Warna bunga itu merah bening, seperti kaca. Seolah-olah dari dalam benang sarinya tersembur sinar kecil warna merah, dan biru, sehingga bunga itu berwarna aneh. Merah bukan, biru bukan, ungu pun bukan. Tiga perpaduan warna itulah yang membuat indah bunga berkelopak bening itu. Semakin siang, semakin menarik warnanya. Semakin menyenangkan untuk dipandangi tanpa kedip.

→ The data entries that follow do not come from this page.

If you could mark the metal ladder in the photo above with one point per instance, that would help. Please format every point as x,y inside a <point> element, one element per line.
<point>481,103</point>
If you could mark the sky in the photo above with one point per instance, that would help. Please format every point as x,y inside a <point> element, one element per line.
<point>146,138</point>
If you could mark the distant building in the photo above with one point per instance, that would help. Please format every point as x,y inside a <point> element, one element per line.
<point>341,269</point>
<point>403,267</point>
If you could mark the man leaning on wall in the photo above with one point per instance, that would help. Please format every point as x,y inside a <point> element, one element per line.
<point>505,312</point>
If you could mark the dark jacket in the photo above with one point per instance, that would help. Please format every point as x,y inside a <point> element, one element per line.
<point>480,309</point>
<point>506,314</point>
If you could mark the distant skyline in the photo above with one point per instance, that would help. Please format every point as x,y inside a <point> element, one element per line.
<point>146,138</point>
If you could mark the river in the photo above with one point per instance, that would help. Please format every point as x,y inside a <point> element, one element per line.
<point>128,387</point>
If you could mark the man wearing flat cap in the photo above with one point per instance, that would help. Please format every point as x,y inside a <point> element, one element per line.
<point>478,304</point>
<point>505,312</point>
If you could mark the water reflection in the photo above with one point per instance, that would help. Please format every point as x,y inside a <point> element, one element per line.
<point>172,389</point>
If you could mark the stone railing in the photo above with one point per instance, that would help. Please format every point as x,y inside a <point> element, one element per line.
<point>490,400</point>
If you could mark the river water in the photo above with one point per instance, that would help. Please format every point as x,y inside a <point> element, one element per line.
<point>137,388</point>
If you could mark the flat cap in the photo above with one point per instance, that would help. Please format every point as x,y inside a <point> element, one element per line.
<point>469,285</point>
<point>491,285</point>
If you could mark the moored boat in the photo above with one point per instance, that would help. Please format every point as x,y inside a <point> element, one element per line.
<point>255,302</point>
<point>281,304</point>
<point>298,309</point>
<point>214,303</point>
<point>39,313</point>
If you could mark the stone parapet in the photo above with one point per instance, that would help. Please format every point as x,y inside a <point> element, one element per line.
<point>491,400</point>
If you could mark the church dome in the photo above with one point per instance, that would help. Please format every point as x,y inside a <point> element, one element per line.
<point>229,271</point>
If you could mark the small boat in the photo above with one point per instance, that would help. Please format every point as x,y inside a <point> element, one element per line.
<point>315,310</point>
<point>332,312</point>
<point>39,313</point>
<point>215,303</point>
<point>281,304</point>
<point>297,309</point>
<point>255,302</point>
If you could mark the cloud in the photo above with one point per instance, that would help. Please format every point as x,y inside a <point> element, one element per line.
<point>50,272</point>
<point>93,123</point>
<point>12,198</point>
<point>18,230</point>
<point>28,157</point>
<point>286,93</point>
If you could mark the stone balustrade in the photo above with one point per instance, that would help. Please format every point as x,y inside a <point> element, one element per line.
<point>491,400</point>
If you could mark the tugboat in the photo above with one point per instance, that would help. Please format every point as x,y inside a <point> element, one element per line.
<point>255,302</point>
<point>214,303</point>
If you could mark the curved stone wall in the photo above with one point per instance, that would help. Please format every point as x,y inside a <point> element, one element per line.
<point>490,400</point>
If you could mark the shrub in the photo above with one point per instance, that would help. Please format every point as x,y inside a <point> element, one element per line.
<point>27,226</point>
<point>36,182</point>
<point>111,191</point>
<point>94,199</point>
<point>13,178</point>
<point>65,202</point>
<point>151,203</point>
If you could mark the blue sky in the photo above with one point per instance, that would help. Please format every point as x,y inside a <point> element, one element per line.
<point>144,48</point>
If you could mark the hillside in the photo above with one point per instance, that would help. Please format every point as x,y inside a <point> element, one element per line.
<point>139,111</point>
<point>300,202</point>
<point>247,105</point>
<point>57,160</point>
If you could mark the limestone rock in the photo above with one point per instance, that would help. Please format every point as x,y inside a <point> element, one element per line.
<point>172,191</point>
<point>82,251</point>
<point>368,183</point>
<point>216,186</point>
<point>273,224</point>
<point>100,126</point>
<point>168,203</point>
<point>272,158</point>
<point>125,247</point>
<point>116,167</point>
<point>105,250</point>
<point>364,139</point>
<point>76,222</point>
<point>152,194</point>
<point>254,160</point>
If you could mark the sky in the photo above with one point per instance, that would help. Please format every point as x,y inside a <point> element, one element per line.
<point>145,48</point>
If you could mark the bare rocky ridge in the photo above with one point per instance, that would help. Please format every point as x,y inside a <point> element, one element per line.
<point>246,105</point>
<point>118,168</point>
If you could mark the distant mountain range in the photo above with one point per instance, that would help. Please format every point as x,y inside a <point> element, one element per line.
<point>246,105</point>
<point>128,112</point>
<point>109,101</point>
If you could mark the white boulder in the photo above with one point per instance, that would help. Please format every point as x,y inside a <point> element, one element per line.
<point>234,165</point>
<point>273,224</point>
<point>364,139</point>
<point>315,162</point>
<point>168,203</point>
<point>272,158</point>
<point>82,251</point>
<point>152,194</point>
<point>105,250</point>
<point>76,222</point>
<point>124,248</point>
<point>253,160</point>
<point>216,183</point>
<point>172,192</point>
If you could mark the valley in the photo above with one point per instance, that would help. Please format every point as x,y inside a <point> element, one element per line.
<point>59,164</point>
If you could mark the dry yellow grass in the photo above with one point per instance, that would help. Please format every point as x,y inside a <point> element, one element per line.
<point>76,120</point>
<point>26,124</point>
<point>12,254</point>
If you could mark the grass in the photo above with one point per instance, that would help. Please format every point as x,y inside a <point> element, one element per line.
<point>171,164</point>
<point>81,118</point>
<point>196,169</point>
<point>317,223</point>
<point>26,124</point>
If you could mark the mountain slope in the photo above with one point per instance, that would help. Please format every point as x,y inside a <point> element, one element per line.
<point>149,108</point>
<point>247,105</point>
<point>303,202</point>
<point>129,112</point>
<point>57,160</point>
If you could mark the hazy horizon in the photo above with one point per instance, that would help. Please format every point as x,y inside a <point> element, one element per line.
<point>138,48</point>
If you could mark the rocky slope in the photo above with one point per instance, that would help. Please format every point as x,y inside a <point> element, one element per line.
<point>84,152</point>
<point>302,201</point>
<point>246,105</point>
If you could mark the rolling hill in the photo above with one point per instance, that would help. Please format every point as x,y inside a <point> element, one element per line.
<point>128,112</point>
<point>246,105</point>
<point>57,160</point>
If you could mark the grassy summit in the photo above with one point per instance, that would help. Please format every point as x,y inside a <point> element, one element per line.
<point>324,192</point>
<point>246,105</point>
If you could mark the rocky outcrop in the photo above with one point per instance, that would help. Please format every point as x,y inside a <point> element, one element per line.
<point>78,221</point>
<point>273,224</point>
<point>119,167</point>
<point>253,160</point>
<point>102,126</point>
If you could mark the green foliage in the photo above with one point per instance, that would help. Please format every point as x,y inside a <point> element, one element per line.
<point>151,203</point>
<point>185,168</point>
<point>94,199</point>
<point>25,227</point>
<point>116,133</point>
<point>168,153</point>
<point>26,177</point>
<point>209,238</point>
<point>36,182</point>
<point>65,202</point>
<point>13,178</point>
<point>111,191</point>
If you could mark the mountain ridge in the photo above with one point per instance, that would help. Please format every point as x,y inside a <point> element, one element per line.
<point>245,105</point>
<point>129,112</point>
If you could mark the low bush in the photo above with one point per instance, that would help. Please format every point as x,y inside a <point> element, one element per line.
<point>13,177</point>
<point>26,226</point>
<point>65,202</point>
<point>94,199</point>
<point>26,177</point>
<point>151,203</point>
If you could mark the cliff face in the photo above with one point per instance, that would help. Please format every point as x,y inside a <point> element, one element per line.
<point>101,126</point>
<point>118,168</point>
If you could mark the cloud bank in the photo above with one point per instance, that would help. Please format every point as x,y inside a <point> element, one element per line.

Ratu Teluh Bumi berdiri di samping Siluman Tujuh Nyawa sejak kemarin malam dan ia tak merasakan jenuh atau capek sedikitpun. Rasa kantuk juga tak ada pada dirinya. Suatu hal yang aneh, sebab biasanya Ratu Teluh Bumi tak bisa tahan berdiri begitu lamanya tanpa kedip. Tiba-tiba di dalam hati Ratu Teluh Bumi tercetus gagasan sederhana. Hati itu mengatakan,
"Jika orang memakan bunga itu, apa yang dilontarkan dalam ucapan, pasti terjadi. Sabda Pendita Ratu! Apa yang dikatakan, itulah yang terjadi. Berarti bunga itu bisa dipakai untuk mengutuk seseorang. Dan dengan menyebar kutukan, tentunya aku pasti akan bisa melampiaskan dendamku kepada musuh-musuhku hanya melalui ucapanku! Oh, kenapa bunga itu tidak kumakan saja...?!"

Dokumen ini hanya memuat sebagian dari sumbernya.